Fast forward six years, Constellation bought High West for $160 million and invested minority stakes in the Nelson's Green Brier and Bardstown Bourbon Distilleries, none of which produce near the capacity of Barton's. Hindsight is always 20/20, and offloading Barton probably helped Constellation in their immediate needs. But the wine-centric conglomerate didn't believe in Bourbon enough to hold on.

Of course, this is nothing new.

Large companies sell distilleries like commodities, rarely valuing their long-term gains. In the 90s, as soon as the coveted Japan market showed signs of waning, United Distillers sold all of its US assets with the exception of George Dickel and the Stitzel-Weller facilities. Now the company (now Diageo) invested some $115 million in the Bulleit Distillery.

To reduce debt, Pernod Ricard sold Wild Turkey in 2009 to Campari for $575 million. Much like Constellation, as American whiskey continues to boom, Pernod Ricard felt a little left out, so purchased Smooth Ambler for an undisclosed amount last year. "This investment illustrates our strategy of partnering with rising entrepreneurs," said Pernod Ricard CEO Alexandre Ricard in a statement. "It represents a strong opportunity to enter the fast-growing, high-end Bourbon market."

Of course, Pernod wouldn't need to 'enter' this Bourbon market if it didn't sell one of the most iconic brands eight years ago. But, this may have been a solid move for Pernod at the time.

That doesn't take away from the fact that neither Constellation nor Pernod believed in American whiskey enough to back it for the long haul. But this is business, and these Bourbon moves created immediate capital. American whiskey evokes a certain fandom that inspires us to be critical of boneheaded business moves.

If a whiskey brand raises its prices, we balk. If they lower the proof, we bring forth outrage on the cyber webs. Lower an age statement? Prepare for the fury of the whiskey geeks!

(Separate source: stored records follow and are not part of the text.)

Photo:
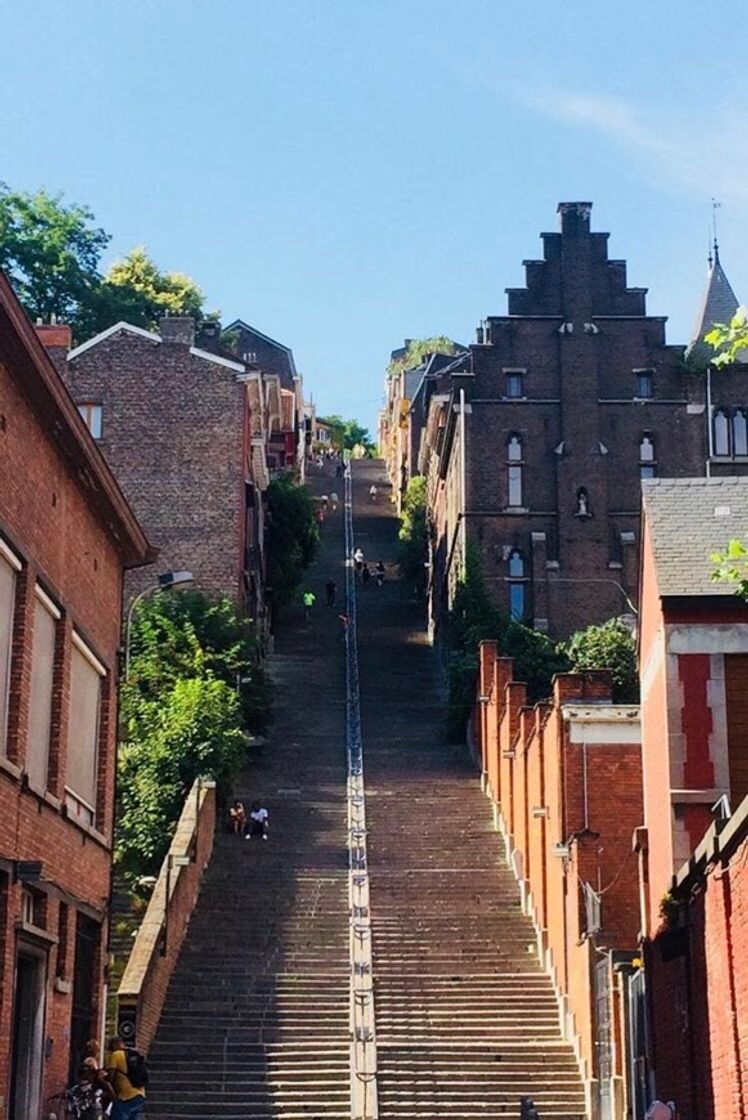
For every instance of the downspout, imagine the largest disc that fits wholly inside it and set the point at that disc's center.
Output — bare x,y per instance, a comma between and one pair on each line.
710,435
463,484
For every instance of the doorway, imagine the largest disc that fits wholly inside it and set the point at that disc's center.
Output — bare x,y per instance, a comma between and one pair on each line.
28,1035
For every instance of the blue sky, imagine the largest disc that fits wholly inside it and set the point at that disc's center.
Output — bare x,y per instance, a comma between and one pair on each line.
347,173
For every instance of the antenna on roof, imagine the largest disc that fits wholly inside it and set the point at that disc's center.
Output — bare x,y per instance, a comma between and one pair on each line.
716,206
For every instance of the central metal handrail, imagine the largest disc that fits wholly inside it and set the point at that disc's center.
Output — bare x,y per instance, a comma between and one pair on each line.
364,1104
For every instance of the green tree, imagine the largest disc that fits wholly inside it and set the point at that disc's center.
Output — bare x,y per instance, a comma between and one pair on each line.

So forgive me for being cynical, but big companies who sell and later reenter the marketplace do not care about the American whiskey legacy. They see the trends and realise it's too costly to not enter the space now. And I wish them the best. But the parent companies that stuck with American whiskey, who endured the labour strikes of the 60s, the lost market share to vodka and the decreased consumer interest - they deserve accolades for enduring the bad days.

Heaven Hill, Brown-Forman, Sazerac, Maker's Mark and Jim Beam stuck with Bourbon when everyone wanted a martini, lobbied to change Prohibition-era laws and supported new outreach programmes. They didn't sell when it got tough, and their rewards are now.

Like all businesses, Bourbon's ripe with rumours and doubt. When will its growth end? Who will sell next?

Perhaps, a little perspective is in order - this sure beats that time when nobody cared about American whiskey.